L’ «icône fragile»/ Par Tijane Bal

(Titre piqué à Sophie Coignart pour son livre sur Michelle Obama)

A priori, les raisons qui ont conduit à l’incarcération malheureuse de Rokiya Traoré sont d’ordre privé. Souhaitons-lui en tout 1er lieu la fin la plus rapide de ce cauchemar.

Pour des raisons différentes, d’autres célébrités africaines de la chanson comme Papa Wemba ou Koffi Olomide ont connu des démêlés avec les tribunaux. Avec un retentissement différent toutefois.

A l’exception de quelques initiatives, les déconvenues de la malienne semblent avoir été accueillies avec une relative indifférence. Pourquoi ? En raison de sa démarche artistique.

Jean-Paul Sartre distinguait « atteindre un large public ou le toucher». La chanteuse a choisi (et c’est son droit) de s’affranchir d’un cadre qu’elle a dû trouver étriqué.

Du coup, sans préjudice de son talent, son « œuvre » touche moins son public réputé naturel.
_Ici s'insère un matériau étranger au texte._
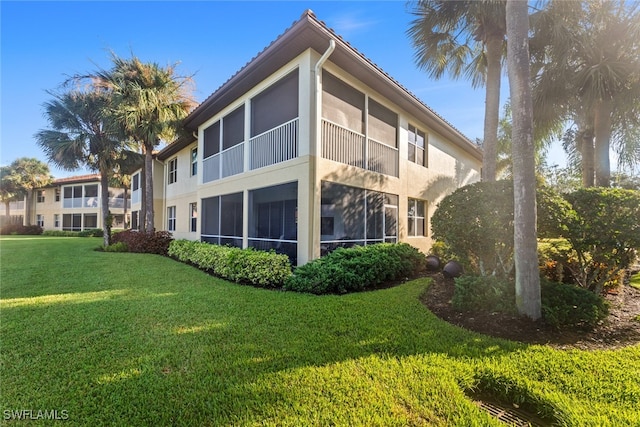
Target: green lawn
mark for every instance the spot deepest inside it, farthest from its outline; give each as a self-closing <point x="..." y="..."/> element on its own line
<point x="132" y="339"/>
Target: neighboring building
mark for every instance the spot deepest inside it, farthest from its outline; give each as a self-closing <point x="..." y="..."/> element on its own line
<point x="74" y="204"/>
<point x="309" y="147"/>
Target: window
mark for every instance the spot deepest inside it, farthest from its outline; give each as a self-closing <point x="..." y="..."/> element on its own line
<point x="90" y="221"/>
<point x="193" y="217"/>
<point x="416" y="218"/>
<point x="355" y="216"/>
<point x="222" y="220"/>
<point x="194" y="162"/>
<point x="173" y="170"/>
<point x="72" y="222"/>
<point x="417" y="146"/>
<point x="171" y="218"/>
<point x="273" y="219"/>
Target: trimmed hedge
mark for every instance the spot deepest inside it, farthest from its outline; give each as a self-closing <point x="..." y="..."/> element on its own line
<point x="154" y="242"/>
<point x="245" y="266"/>
<point x="97" y="232"/>
<point x="30" y="230"/>
<point x="356" y="269"/>
<point x="563" y="305"/>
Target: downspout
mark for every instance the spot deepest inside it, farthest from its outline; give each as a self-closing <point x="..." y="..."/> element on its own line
<point x="314" y="207"/>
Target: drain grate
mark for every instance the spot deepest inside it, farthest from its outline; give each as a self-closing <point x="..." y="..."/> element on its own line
<point x="512" y="416"/>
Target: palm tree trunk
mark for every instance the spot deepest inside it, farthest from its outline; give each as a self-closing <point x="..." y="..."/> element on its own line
<point x="104" y="208"/>
<point x="492" y="108"/>
<point x="148" y="189"/>
<point x="602" y="129"/>
<point x="587" y="157"/>
<point x="528" y="300"/>
<point x="27" y="207"/>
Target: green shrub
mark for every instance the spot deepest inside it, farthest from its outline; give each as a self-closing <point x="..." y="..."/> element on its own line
<point x="475" y="224"/>
<point x="19" y="229"/>
<point x="356" y="269"/>
<point x="246" y="266"/>
<point x="563" y="305"/>
<point x="567" y="305"/>
<point x="154" y="242"/>
<point x="604" y="235"/>
<point x="116" y="247"/>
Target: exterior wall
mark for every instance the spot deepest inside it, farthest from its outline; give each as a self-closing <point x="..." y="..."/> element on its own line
<point x="180" y="194"/>
<point x="49" y="208"/>
<point x="448" y="167"/>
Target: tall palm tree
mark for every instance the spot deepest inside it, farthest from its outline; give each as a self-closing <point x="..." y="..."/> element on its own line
<point x="83" y="134"/>
<point x="587" y="61"/>
<point x="9" y="192"/>
<point x="149" y="102"/>
<point x="465" y="38"/>
<point x="528" y="299"/>
<point x="27" y="175"/>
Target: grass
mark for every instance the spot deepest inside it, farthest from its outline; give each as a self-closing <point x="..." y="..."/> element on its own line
<point x="134" y="339"/>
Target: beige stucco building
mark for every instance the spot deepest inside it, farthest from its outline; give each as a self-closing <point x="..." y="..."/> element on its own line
<point x="309" y="147"/>
<point x="72" y="204"/>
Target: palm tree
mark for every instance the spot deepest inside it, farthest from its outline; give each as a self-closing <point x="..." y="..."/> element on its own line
<point x="9" y="192"/>
<point x="587" y="62"/>
<point x="528" y="299"/>
<point x="149" y="103"/>
<point x="83" y="134"/>
<point x="27" y="175"/>
<point x="465" y="38"/>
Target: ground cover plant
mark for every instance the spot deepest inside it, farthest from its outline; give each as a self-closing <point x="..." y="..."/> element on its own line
<point x="141" y="339"/>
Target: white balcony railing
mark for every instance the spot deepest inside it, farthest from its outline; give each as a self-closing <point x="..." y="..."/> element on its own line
<point x="382" y="158"/>
<point x="274" y="146"/>
<point x="226" y="163"/>
<point x="346" y="146"/>
<point x="342" y="145"/>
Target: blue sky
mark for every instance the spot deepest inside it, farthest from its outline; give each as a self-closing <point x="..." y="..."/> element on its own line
<point x="42" y="43"/>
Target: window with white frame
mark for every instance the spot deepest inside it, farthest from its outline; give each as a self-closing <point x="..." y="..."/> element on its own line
<point x="173" y="170"/>
<point x="416" y="218"/>
<point x="193" y="217"/>
<point x="417" y="146"/>
<point x="194" y="161"/>
<point x="171" y="218"/>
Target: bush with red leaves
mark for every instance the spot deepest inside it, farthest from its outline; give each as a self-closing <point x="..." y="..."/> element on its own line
<point x="144" y="242"/>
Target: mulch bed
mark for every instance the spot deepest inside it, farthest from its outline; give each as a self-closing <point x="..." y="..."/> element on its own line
<point x="619" y="329"/>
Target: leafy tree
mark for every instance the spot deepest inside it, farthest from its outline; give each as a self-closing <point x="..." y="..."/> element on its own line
<point x="149" y="103"/>
<point x="83" y="134"/>
<point x="587" y="67"/>
<point x="27" y="174"/>
<point x="465" y="38"/>
<point x="528" y="300"/>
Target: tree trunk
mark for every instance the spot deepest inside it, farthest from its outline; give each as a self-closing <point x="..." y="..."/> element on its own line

Il en va différemment de la plupart de ses compatriotes artistes. Dieu sait si le Mali en regorge. Il suffit de penser à Salif Keita. (Il est à noter que par contraste les récentes déconvenues de ce dernier à l’aéroport de Conakry ont eu un bien plus grand battage).

A la différence d’une Sona Jobarteh, pourtant de mère blanche et anglaise, qui prône le retour aux racines musicales traditionnelles, Rokiya Traoré donnait le sentiment d’avoir opté pour une africanité en pointillés tant dans les domaines artistiques que dans d’autres. Elle semblait trop soucieuse de se ménager un public autre. Auditoire qui le lui rendait bien. S’est installé dès lors le sentiment, justifié ou non, qu’elle devait sa bonne fortune davantage au public occidental. D’où le fameux « ce n’est pas une musique pour Africains ».

Des critiques y sont pour beaucoup. Certains en étaient à fantasmer sur son apparence physique, sa beauté et sa plastique à rebours des canons africains. « Canon pour les Africains, boudin pour nous » écrivait finement il y a quelques années un critique à propos de la regrettée Abeti Masikini.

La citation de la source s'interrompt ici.